So Uncle James lives in India. The crazy guy thought it would be a lot of fun if packed up his few wordly belongings, flew to the other side of the world and taught chemistry. Since he lives in an area that is only accessible by llama (I might be exaggerating a little bit) we don't hold it against him when it takes him an extra three months to get his niece her present.
Kaylee's Christmas present finally arrived yesterday – in a box that has more mileage than Pamela Anderson. This box has traveled from Illinois to India (to Hong Kong?) to Illinois and finally to Arizona. It smelled a little funny, was a little damp and looked like Ike Turner had worked it over. (Yes, I'm aware that I made two bad pop culture references in the same paragraph. I couldn't decide between the two of them – so you get both.)
Kaylee didn't care. She just wanted to open it.

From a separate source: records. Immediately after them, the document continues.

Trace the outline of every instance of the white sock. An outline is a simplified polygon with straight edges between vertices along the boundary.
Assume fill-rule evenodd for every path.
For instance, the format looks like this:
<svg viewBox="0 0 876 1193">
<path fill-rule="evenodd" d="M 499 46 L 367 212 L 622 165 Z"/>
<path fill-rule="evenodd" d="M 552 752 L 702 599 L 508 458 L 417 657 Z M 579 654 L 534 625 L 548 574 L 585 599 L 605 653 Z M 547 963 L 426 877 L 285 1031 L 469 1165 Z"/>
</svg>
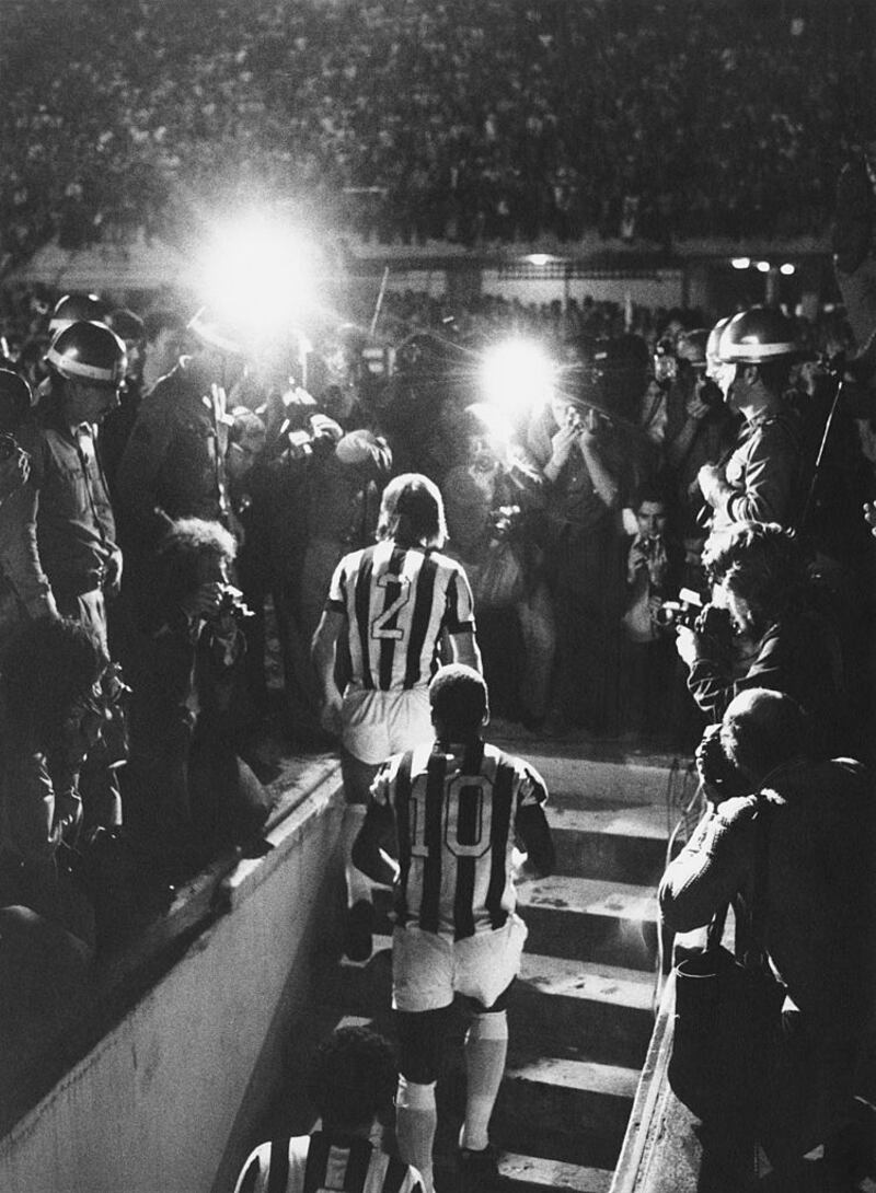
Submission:
<svg viewBox="0 0 876 1193">
<path fill-rule="evenodd" d="M 434 1104 L 434 1082 L 418 1086 L 399 1075 L 395 1094 L 395 1136 L 399 1155 L 406 1164 L 419 1169 L 425 1193 L 434 1193 L 432 1176 L 432 1145 L 438 1126 Z"/>
<path fill-rule="evenodd" d="M 459 1146 L 482 1151 L 508 1053 L 508 1018 L 504 1010 L 476 1015 L 465 1036 L 465 1119 Z"/>
<path fill-rule="evenodd" d="M 340 846 L 344 851 L 344 874 L 347 884 L 347 907 L 364 900 L 371 902 L 371 879 L 363 874 L 360 870 L 350 860 L 353 841 L 359 835 L 359 829 L 365 822 L 364 804 L 347 804 L 344 809 L 344 821 L 340 828 Z"/>
</svg>

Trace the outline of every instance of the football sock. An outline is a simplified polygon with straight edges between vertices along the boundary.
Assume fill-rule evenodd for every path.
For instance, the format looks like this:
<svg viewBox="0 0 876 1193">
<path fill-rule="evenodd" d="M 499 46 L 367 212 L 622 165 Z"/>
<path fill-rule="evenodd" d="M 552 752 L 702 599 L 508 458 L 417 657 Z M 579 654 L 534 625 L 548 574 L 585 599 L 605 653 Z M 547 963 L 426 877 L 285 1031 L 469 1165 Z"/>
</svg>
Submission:
<svg viewBox="0 0 876 1193">
<path fill-rule="evenodd" d="M 419 1086 L 399 1075 L 395 1094 L 395 1136 L 399 1155 L 406 1164 L 419 1169 L 426 1186 L 425 1193 L 433 1193 L 432 1145 L 438 1125 L 434 1102 L 434 1082 Z"/>
<path fill-rule="evenodd" d="M 476 1015 L 465 1036 L 465 1119 L 459 1146 L 482 1151 L 489 1143 L 489 1115 L 499 1093 L 508 1052 L 508 1018 L 504 1010 Z"/>
<path fill-rule="evenodd" d="M 344 822 L 340 830 L 340 845 L 344 849 L 344 866 L 345 877 L 347 884 L 347 907 L 352 907 L 353 903 L 358 903 L 364 900 L 366 903 L 371 902 L 371 879 L 368 878 L 350 860 L 350 854 L 353 849 L 353 841 L 359 835 L 359 829 L 365 822 L 365 805 L 364 804 L 347 804 L 344 809 Z"/>
</svg>

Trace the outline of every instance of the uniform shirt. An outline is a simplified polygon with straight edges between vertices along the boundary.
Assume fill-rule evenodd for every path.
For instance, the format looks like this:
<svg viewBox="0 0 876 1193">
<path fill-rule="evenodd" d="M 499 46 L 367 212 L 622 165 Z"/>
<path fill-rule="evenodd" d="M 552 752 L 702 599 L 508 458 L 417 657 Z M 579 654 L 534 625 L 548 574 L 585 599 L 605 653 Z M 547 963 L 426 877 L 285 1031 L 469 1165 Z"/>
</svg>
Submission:
<svg viewBox="0 0 876 1193">
<path fill-rule="evenodd" d="M 51 398 L 36 415 L 39 431 L 27 450 L 39 562 L 56 593 L 76 595 L 99 588 L 116 561 L 116 523 L 93 428 L 82 424 L 70 432 Z"/>
<path fill-rule="evenodd" d="M 143 400 L 116 476 L 119 509 L 137 545 L 158 538 L 167 519 L 227 519 L 215 401 L 210 378 L 187 357 Z"/>
<path fill-rule="evenodd" d="M 715 511 L 712 531 L 739 521 L 775 521 L 791 526 L 797 513 L 801 438 L 796 419 L 785 413 L 760 414 L 742 427 L 727 462 L 724 480 L 733 489 Z"/>
<path fill-rule="evenodd" d="M 428 684 L 443 630 L 474 632 L 471 588 L 462 567 L 391 539 L 345 555 L 327 610 L 350 625 L 353 688 L 403 691 Z"/>
<path fill-rule="evenodd" d="M 322 1131 L 263 1143 L 247 1160 L 234 1193 L 422 1193 L 415 1168 L 368 1139 L 332 1141 Z"/>
<path fill-rule="evenodd" d="M 501 928 L 518 814 L 548 798 L 538 772 L 486 742 L 462 754 L 424 743 L 388 759 L 371 795 L 395 820 L 397 925 L 454 940 Z"/>
</svg>

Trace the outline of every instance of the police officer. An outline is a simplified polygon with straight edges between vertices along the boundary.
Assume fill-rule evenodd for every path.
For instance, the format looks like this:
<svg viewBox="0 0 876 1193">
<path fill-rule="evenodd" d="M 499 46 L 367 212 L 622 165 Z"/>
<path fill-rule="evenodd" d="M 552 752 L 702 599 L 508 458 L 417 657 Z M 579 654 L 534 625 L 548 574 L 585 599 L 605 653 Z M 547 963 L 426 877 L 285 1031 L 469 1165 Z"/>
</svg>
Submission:
<svg viewBox="0 0 876 1193">
<path fill-rule="evenodd" d="M 697 474 L 712 533 L 739 521 L 794 524 L 802 445 L 783 395 L 798 356 L 794 324 L 769 307 L 740 311 L 721 332 L 716 381 L 745 421 L 727 460 Z"/>
<path fill-rule="evenodd" d="M 141 407 L 116 477 L 119 512 L 146 552 L 177 518 L 203 518 L 234 531 L 226 476 L 233 419 L 228 394 L 245 351 L 234 329 L 202 310 L 189 323 L 193 352 L 179 359 Z"/>
<path fill-rule="evenodd" d="M 97 452 L 98 427 L 118 406 L 124 344 L 104 323 L 79 320 L 57 333 L 47 353 L 30 483 L 32 533 L 57 611 L 90 625 L 106 648 L 105 595 L 122 577 L 122 552 Z"/>
</svg>

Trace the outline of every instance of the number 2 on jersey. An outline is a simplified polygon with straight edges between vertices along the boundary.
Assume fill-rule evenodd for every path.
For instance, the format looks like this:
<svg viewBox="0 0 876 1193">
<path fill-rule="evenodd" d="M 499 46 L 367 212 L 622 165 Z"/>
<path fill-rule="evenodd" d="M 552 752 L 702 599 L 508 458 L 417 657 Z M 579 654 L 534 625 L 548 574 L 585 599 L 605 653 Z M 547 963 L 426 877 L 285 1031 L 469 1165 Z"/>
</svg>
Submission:
<svg viewBox="0 0 876 1193">
<path fill-rule="evenodd" d="M 394 576 L 387 571 L 376 580 L 378 588 L 388 588 L 389 585 L 399 585 L 399 595 L 380 613 L 371 623 L 372 638 L 403 638 L 405 631 L 397 625 L 389 625 L 396 613 L 400 613 L 411 599 L 411 581 L 407 576 Z"/>
</svg>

This is her new "cheeeeese" face.
Gift #1: An awesome hand-made tiger. Uncle James has this really cool tradition of making stuffed animals for his nieces. So far Kaylee has a dolphin/shark thing made from a sock, a very cool Larry the Christmas Lobster and now this guy. "Is very special. Uncle James make me for her."
Gift #2: But as cool as the tiger is – Kaylee was more impressed by the cheap knock-off action figures that Uncle James sent. Included are: Almost Batman, Not Quite Spider-Man and Not Recognizable as any one Important Lad. I'm just thankful she is past the "everything goes in my mouth" phase – because who knows what vile toxins these things are made from.